1. A preparation method of a conductive material for a lithium battery anode is characterized by comprising the following steps: the method comprises the following steps:

1) preparation of graphene porous microtubes

Soaking the polyester fiber coated with the graphene oxide solution prepared by an electrostatic method into a calcium chloride solution, taking out the polyester fiber after soaking, washing the polyester fiber in deionized water to remove calcium chloride, drying the polyester fiber, and then calcining the polyester fiber at high temperature under the protection of argon to prepare the graphene porous microtube;

2) preparation of primarily modified graphene porous microtubes

Adding the graphene porous microtube prepared in the step 1) into deionized water to prepare a suspension, adding ethylenediamine, performing ultrasonic dispersion to prepare a mixed solution, adding methanol, continuously stirring, slowly dropwise adding methyl acrylate, introducing nitrogen, discharging air, reacting while stirring, heating, and removing methanol and methyl acrylate to prepare a primary modified graphene porous microtube;

3) preparation of modified graphene porous microtubes

Adding the primarily modified graphene porous micro-tube prepared in the step 2) into methanol, slowly dropwise adding ethylenediamine, continuously reacting at room temperature, and removing redundant methanol and ethylenediamine to obtain a modified graphene porous micro-tube;

4) preparation of conductive material for lithium battery anode

Adding the modified graphene porous microtube prepared in the step 3) into methanol, stirring at a constant speed, adding silver acetate, slowly stirring, then distilling under reduced pressure to remove the methanol to prepare a compound, and then carrying out heat treatment to prepare the conductive material for the lithium battery anode.

2. The method of claim 1, wherein the conductive material for a positive electrode of a lithium battery comprises: the preparation method of the polyester fiber coated with the graphene oxide solution prepared by the electrostatic method in the step 1) comprises the following steps: and (2) spraying the graphene oxide aqueous solution from the needle head through a propulsion pump, arranging a substrate under the needle head, placing a rectangular frame on the substrate, and uniformly winding polyester fibers on the frame to prepare the polyester fibers coated with the graphene oxide solution.

3. The method of claim 1, wherein the conductive material for a positive electrode of a lithium battery comprises: the mass fraction of the calcium chloride solution in the step 1) is 5-10%, and the drying temperature is 45-60 ℃; the reaction conditions of the high-temperature calcination are as follows: heating to 800-850 ℃ at the heating rate of 5-10 ℃/min, and carrying out heat preservation treatment for 2-3 h.

4. The method of claim 2, wherein the conductive material for a lithium battery positive electrode comprises: the mass fraction of the graphene oxide aqueous solution is 2-3%, the ejection speed of a needle is 10-12 mu L/min, and the ejection time is controlled to be 25-35 min; a substrate is arranged 2.5-3.5cm under the needle head, a high voltage of 7-8kV is applied between the needle head and the substrate, and the rectangular frame is turned over once every 10-15 min.
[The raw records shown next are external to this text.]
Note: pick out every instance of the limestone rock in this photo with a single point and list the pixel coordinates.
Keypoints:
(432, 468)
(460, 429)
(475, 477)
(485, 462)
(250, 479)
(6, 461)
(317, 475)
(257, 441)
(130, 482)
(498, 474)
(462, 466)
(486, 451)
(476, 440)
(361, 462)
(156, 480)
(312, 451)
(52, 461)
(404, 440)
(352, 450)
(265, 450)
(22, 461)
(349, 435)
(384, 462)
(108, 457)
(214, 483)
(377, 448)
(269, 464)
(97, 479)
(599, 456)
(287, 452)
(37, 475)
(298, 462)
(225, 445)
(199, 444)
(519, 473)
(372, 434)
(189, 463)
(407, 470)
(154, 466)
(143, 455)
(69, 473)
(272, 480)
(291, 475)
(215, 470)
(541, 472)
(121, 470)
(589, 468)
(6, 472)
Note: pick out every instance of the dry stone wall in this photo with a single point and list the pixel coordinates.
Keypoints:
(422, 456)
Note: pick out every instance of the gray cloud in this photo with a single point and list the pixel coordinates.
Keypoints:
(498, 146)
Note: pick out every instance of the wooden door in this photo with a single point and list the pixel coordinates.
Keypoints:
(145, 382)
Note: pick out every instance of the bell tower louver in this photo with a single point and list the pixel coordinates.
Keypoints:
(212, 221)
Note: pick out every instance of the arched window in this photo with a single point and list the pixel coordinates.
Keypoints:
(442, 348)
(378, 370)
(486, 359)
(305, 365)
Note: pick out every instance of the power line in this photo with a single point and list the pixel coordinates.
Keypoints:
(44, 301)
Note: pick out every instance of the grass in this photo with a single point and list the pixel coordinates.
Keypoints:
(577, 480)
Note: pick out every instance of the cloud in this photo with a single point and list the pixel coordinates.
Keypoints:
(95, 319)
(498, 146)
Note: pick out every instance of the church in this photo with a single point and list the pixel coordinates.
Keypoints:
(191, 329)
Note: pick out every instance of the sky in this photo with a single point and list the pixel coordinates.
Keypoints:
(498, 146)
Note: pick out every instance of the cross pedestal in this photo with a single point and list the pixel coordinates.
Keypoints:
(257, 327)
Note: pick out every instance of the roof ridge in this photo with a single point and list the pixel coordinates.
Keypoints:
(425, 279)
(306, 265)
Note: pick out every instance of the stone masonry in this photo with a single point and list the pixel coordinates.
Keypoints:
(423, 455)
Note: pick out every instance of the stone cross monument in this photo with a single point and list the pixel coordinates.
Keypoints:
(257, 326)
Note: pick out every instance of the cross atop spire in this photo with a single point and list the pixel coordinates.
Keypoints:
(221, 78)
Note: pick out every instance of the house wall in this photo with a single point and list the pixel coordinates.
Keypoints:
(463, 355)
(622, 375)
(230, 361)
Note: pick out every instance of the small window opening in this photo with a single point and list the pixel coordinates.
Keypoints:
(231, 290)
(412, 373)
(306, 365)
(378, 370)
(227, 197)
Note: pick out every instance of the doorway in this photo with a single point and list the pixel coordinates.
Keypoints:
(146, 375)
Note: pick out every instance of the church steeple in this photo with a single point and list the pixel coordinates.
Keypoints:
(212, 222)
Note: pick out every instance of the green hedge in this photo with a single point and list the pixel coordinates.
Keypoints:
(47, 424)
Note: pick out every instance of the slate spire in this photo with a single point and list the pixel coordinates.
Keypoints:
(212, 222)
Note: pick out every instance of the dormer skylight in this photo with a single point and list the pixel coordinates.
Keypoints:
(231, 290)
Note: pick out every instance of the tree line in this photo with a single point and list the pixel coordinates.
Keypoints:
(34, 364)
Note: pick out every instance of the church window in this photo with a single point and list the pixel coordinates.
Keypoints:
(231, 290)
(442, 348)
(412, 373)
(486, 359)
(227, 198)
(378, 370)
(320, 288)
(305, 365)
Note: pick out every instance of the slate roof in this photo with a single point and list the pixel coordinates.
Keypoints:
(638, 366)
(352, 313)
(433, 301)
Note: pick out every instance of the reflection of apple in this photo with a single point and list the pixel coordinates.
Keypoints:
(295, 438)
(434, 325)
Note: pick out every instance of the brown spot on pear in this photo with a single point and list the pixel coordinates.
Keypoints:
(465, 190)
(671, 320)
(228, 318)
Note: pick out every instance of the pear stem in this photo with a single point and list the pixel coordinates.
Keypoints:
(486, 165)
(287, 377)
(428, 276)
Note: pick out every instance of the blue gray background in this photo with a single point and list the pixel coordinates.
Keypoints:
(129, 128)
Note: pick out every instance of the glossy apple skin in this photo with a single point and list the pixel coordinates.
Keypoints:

5. The method of claim 1, wherein the conductive material for a positive electrode of a lithium battery comprises: the dosage ratio of the graphene porous microtube, the deionized water, the ethylenediamine, the methanol and the methyl acrylate in the step 2) is 1-1.5 g: 50 mL: 1.5-2 g: 60-65 mL: 17.0-17.2 g.

6. The method of claim 1, wherein the conductive material for a positive electrode of a lithium battery comprises: the dosage ratio of the primary modified graphene porous microtube, methanol and ethylenediamine in the step 3) is 22.5-23.2g, 150mL, 18.5-19.2 g.

7. The method of claim 1 for preparing a conductive material for a positive electrode of a lithium battery, wherein: the dosage ratio of the modified graphene porous microtube, the methanol and the silver acetate in the step 4) is 2 g: 15-20 mL: 1 g.

8. The method of claim 1, wherein the conductive material for a positive electrode of a lithium battery comprises: the temperature of the heat treatment in the step 4) is controlled at 130 ℃ and 150 ℃, and the heat treatment time is 3-5 h.